La fiscal se levantó, pero el juez se le adelantó:

—Señor Singh, está poniendo a prueba la paciencia de este tribunal. Si quiere aportar pruebas, por favor espere su turno.

—Mis más sinceras disculpas, Su Señoría, pero es una afrenta a los principios de la justicia que un testigo bajo juramento se invente una historia…

—Señor Singh, evíteme el palabrerío. ¿Cuál es su pregunta?

—Como le plazca al tribunal, Su Señoría. ¿Señor Mpayipheli, cuál era el propósito específico de su entrenamiento militar?

—Eso fue hace veinte años.

—Responda a la pregunta, por favor.

—Fui entrenado en actividades de contraespionaje.

—¿Eso incluía el uso de armas de fuego y explosivos?

—Sí.

—¿Combate cuerpo a cuerpo?

—Sí.

—¿El enfrentarse a situaciones de gran presión?

—Sí.

—¿Eliminación y fuga?

—Sí.

—En la gasolinera usted dijo, y cito: «Me oculté detrás del surtidor cuando escuché los disparos».

—La guerra se acabó hace más de diez años. No estaba allí para luchar. Estaba allí para cargar…

—La guerra no se acabó para usted hace diez años, señor Mpayipheli. Llevó la guerra a Cape Flats con su entrenamiento para matar y herir. Vamos a discutir su papel como guardaespaldas…

La voz de la fiscal era aguda y lastimera.

—Su Señoría, protesto de la manera más enérgica…

En aquel momento, Thobela vio los rostros de los acusados; se reían de él.

—Se acepta. Señor Singh, ya está bien. Ha dicho lo que quería. ¿Tiene alguna pregunta específica sobre los acontecimientos de la gasolinera?

Los hombros de Singh se aflojaron como si le hubiesen herido.

—Como le plazca a la corte, Su Señoría, las tengo.

—Entonces, adelante.

—Señor Mpayipheli, ¿olvidó que fue usted quien atacó a los acusados cuando salían de la gasolinera?

—No lo hice.

—¿No lo olvidó?

—Su Señoría, la defensa…

—¡Señor Singh!

—Su Señoría, el acusado… perdón, el testigo rehuye la pregunta.

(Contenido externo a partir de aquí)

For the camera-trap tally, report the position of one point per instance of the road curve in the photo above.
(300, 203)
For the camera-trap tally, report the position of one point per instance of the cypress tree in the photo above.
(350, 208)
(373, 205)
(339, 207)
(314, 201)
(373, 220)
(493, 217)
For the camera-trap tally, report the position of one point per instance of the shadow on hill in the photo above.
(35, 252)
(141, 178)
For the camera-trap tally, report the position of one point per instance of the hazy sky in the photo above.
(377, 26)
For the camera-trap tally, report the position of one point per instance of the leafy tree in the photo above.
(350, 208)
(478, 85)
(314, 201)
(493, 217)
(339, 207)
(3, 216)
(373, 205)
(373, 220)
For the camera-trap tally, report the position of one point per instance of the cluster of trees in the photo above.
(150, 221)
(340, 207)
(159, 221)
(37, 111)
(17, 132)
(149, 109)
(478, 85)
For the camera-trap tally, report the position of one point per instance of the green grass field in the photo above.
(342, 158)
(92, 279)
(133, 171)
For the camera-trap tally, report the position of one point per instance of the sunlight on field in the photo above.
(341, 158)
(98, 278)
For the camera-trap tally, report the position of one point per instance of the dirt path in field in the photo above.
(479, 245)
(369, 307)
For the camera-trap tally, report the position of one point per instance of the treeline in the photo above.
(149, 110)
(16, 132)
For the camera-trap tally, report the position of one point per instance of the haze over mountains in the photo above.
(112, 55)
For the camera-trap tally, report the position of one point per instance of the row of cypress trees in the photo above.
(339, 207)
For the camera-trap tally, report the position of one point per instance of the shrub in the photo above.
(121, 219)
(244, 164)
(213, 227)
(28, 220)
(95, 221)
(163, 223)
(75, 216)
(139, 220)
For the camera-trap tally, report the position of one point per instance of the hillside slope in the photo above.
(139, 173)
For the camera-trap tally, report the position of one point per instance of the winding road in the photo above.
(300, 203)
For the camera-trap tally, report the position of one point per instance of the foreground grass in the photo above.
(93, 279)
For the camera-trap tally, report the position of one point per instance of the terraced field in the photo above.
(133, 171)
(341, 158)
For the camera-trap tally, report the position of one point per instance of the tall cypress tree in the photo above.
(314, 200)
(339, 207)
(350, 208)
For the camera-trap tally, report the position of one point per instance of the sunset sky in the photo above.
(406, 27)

—No, señor Singh, es usted quien pretende poner palabras en la boca del testigo.

—Muy bien. Señor Mpayipheli, ¿dice usted que no se enfrentó a los acusados de una manera amenazadora?

—No lo hice.

—¿No tenía usted una palanca o alguna herramienta?

—Protesto, Su Señoría, el testigo ya ha respondido a la pregunta.